En 1923, lors d’une expédition en Mongolie-Intérieure (Chine actuelle), Pierre Teilhard de Chardin, prêtre jésuite français, chercheur, paléontologue, théologien et philosophe, se retrouve dans des steppes désertiques où il est contraint de célébrer la messe sans autel, ni pain, ni vin. Ce dénuement lui inspire la rédaction d’un hymne cosmique, La Messe sur le monde, qu’il compose à titre d’offrande à Dieu.
Dans ce texte, Teilhard de Chardin développe sa propre théologie eucharistique en proposant des interprétations inédites des éléments liturgiques habituels :
« Puisque […] dans les steppes d’Asie, je n’ai ni pain, ni vin, ni autel, je m’élèverai par-dessus les symboles jusqu’à la pure majesté du Réel, et je vous offrirai, moi, votre prêtre, sur l’autel de la Terre entière, le travail et la peine du Monde ».
Dès les premières phrases, Teilhard de Chardin explique sa procédure : il renie l’ordinaire pour proclamer la grandeur de la simple existence, considérant que la terre fut sacrée par l’acte de sa création et que le travail humain se présente en toute volonté comme preuve de l’amour divin.

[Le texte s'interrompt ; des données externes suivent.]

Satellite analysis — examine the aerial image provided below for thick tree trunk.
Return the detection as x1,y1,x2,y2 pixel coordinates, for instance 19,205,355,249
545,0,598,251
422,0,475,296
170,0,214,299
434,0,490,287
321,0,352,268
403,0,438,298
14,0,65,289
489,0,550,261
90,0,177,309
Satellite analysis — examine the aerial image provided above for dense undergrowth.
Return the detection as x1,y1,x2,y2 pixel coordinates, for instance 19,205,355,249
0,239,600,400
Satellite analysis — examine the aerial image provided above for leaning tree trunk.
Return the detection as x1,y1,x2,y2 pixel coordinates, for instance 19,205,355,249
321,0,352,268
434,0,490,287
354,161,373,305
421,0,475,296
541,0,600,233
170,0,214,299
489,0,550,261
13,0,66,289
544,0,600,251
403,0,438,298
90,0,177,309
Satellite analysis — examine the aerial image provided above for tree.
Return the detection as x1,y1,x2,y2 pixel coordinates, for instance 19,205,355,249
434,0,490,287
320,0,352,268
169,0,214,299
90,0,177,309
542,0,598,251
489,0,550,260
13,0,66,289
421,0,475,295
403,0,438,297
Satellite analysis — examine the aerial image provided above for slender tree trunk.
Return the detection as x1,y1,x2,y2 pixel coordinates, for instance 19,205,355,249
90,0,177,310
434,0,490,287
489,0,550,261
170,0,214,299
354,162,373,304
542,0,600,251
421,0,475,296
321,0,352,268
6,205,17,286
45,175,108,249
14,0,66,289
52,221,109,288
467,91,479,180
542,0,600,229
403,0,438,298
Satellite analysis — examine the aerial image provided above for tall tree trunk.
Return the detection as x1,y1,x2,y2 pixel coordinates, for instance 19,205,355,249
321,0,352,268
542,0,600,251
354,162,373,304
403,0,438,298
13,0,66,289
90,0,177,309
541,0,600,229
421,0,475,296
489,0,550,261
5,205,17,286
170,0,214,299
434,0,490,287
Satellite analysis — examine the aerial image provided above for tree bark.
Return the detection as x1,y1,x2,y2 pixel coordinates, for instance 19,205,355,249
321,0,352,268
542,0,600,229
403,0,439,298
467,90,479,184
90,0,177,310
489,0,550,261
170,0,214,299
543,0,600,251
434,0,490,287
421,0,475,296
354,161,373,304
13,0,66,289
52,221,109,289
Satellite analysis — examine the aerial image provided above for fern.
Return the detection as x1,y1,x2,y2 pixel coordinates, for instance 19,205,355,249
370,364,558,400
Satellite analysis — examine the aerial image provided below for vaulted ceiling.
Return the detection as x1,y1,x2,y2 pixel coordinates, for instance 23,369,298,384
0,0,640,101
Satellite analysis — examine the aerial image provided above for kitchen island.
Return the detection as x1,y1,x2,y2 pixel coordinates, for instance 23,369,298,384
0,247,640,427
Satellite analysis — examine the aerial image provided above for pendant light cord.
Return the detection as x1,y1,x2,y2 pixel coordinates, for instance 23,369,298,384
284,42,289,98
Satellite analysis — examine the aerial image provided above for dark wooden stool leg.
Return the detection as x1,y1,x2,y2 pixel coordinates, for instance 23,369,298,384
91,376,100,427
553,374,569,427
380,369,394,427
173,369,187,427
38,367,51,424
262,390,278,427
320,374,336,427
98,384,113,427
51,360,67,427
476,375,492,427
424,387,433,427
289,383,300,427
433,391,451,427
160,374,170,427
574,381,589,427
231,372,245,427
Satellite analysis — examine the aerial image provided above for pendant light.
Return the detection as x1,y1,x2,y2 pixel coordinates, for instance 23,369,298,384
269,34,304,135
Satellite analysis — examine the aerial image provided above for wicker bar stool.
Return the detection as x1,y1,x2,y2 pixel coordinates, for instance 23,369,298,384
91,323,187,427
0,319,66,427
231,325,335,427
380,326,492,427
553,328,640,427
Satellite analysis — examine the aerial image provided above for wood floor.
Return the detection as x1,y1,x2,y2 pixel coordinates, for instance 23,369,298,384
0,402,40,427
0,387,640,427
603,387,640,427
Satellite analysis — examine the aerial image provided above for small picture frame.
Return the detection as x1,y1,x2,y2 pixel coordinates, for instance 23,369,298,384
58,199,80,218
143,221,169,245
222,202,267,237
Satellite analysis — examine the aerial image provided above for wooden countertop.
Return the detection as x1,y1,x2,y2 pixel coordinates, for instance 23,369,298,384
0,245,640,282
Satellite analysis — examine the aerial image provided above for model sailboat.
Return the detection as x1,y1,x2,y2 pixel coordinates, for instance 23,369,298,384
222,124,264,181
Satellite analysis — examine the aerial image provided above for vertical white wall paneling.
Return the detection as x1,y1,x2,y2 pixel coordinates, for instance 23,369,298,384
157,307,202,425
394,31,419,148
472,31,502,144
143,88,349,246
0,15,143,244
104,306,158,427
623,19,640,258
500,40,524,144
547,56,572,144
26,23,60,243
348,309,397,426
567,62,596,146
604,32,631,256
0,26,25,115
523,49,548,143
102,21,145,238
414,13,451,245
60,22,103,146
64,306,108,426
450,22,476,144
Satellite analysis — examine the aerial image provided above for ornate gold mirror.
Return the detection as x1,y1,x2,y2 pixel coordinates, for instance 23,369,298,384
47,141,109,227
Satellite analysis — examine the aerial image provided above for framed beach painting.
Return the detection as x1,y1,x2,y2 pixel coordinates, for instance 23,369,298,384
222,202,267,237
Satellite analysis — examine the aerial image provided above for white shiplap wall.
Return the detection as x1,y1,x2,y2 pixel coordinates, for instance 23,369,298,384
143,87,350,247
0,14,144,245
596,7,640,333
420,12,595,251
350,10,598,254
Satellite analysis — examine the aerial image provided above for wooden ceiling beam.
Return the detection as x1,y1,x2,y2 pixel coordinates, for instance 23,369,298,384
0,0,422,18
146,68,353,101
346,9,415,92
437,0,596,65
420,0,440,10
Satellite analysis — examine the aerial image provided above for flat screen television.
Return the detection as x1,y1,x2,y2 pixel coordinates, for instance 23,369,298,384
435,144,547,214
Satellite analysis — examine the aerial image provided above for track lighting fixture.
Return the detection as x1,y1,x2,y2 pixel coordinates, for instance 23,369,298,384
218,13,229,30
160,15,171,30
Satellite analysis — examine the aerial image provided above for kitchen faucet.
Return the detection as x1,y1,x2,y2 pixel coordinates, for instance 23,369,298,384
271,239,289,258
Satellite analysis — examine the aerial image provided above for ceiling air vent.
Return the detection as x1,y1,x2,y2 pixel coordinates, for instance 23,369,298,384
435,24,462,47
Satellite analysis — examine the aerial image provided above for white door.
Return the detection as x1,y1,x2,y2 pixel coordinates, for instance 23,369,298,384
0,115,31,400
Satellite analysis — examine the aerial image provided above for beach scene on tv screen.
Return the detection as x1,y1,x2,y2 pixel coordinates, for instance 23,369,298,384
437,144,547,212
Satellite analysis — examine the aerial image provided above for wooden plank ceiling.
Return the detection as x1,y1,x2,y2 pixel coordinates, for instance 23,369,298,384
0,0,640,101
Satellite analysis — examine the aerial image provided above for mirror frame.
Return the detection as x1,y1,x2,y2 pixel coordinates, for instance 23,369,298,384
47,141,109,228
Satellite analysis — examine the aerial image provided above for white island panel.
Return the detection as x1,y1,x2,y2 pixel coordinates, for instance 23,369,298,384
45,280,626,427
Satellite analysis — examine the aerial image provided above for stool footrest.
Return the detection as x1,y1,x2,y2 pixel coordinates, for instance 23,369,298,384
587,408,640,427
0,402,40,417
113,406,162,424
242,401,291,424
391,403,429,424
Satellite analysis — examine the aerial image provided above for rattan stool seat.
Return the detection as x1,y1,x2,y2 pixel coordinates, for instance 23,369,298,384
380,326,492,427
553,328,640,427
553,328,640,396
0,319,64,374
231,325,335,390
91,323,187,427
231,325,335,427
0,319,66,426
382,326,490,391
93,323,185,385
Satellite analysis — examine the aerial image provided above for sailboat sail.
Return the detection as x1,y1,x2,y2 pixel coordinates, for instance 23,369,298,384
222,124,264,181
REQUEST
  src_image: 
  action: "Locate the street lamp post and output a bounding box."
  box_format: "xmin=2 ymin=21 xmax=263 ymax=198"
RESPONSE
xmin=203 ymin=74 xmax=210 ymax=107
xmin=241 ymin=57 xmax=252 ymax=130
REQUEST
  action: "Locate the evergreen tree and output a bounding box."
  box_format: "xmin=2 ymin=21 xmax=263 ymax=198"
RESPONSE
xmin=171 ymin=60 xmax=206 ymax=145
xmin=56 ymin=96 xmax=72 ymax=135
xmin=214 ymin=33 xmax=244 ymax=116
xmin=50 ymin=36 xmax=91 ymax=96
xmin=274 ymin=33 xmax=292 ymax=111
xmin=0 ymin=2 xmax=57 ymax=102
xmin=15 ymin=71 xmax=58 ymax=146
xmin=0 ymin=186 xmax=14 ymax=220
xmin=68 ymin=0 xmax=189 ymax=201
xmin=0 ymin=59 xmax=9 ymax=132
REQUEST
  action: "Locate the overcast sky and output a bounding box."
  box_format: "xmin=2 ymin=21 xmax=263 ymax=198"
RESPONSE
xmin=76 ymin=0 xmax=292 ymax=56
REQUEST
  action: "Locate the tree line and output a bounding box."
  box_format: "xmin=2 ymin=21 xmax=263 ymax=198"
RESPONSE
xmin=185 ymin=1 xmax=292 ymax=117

C’est ainsi que s’illustrent la spiritualité eucharistique et le phénomène de transsubstantiation : de la même manière que le pain et le vin représentent respectivement le corps et le sang du Christ, le prêtre transforme la terre à ses pieds en maître-autel, et la servitude de son âme en offertoire.
Jean-Michel Maldamé ajoute qu’à partir de cette célébration de « La Messe sur le monde », Teilhard de Chardin démontre son idée que le monde s’accomplit « dans un mouvement qui [le] sanctifie. Cette sanctification se fait par la prière du prêtre. Ainsi, le dénuement du prêtre est-il l’occasion d’une prière eucharistique qui trouve sa vraie dimension au contact plus immédiat avec la nature ».
Prenons le temps de contempler la merveille du monde qui nous entoure, et de le solenniser de façon à rendre grâce au Créateur. En présentant au bon Dieu notre peine en offrande, célébrons notre propre « messe sur le monde », que Xavier Tillette considère « une magnifique paraphrase du mystère eucharistique, agrandi aux dimensions de l’univers ».